That is to say, our latterday Western economies – as they are set up and structured these days (and for some reason my unpractised eye is totally unable to fathom) – require far more of us to play the role of passive consumers than that of productive workers.
Does it have to be that way? I really don’t know. Wasn’t there a time, for a while, in the last quarter of the last century, that a potentially halcyon period of generous leisure activity began to be promised to our future generations? I can certainly remember the predictions made by the technologically minded stories and thinkers who dominated my scientifically influenced thought processes in my more tender years.
Of that – however – we hear little these days, it would seem.

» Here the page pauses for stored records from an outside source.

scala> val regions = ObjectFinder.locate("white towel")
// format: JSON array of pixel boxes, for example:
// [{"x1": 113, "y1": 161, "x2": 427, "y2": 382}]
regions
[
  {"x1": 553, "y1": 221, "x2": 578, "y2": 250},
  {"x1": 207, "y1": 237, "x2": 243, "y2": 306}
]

Instead, the things they tend to say now remind us we must work for less; work more flexibly; work more insecurely; and, above all, expect no guarantees whatsoever.

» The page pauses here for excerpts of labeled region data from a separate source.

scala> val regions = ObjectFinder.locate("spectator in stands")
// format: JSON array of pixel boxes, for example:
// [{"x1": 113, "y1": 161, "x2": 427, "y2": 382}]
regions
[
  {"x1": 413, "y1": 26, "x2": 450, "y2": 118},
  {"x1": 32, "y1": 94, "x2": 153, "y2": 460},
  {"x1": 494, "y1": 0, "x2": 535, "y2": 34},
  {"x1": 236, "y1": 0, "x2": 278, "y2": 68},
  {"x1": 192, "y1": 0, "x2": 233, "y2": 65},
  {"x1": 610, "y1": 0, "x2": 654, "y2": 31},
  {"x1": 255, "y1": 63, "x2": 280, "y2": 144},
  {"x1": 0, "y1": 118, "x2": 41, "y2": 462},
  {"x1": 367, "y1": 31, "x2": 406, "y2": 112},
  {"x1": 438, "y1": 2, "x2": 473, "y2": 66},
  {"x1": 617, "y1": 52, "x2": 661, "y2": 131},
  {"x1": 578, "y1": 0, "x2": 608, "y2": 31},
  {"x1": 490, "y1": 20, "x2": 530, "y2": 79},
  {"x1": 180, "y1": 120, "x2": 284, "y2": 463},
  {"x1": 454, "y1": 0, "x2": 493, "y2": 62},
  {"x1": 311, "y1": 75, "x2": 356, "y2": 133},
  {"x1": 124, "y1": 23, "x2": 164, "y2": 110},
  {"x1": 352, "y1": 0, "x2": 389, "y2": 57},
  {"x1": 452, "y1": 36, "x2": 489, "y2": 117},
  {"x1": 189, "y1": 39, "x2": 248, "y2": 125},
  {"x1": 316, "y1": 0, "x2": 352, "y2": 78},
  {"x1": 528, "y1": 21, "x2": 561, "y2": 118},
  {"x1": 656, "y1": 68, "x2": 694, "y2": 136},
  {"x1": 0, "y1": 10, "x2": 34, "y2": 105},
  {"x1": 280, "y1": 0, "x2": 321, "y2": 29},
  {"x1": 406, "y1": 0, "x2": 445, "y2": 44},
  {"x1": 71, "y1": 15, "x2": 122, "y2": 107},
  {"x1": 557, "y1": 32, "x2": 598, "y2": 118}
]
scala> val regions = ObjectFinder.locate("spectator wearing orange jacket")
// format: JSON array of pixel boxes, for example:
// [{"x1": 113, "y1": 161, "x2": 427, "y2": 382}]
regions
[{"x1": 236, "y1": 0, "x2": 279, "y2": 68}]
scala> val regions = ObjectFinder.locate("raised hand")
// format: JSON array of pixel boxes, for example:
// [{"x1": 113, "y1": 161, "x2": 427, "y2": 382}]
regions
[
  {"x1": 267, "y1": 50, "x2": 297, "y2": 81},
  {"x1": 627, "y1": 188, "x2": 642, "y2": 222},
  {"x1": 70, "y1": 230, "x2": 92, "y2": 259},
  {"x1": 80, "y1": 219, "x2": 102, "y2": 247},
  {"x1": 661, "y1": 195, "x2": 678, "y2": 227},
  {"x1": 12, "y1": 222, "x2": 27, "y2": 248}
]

US trade rep Kirk: “More and more Americans question value proposition of trade… think weve traded jobs for cheap t-shirts /iPads #Davos
And it’s not just the jobs – it’s the nature of those jobs.
For Christ’s sake capitalism – get your bloody act together before it’s too late!

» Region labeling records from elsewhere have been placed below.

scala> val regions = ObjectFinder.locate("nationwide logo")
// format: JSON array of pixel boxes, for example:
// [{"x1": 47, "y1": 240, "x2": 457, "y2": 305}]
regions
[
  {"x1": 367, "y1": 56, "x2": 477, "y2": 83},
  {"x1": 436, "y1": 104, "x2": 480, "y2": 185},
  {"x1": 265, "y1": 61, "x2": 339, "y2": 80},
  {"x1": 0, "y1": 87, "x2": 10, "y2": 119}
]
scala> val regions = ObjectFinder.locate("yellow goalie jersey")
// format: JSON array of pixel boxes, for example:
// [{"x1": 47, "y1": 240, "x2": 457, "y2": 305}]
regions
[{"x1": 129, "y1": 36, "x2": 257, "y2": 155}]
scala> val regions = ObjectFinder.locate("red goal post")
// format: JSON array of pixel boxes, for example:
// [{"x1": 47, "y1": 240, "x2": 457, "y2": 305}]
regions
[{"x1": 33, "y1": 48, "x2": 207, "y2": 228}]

You’d almost think your proponents thought there was no alternative.
But there always is – to everything.
So where have all your competitive instincts gone? Is it in fact – and here perhaps we have a horrifying unspoken truth – that, after so much time spent managing and manipulating and operating in monopolistic markets, our capitalist captains have forgotten what real free markets feel and look like? As well as the instincts which should correspond to such mindsets?
Fearful figures, indeed, then, on the verge of an economic breakdown.
All of us, that is. Sooner or later.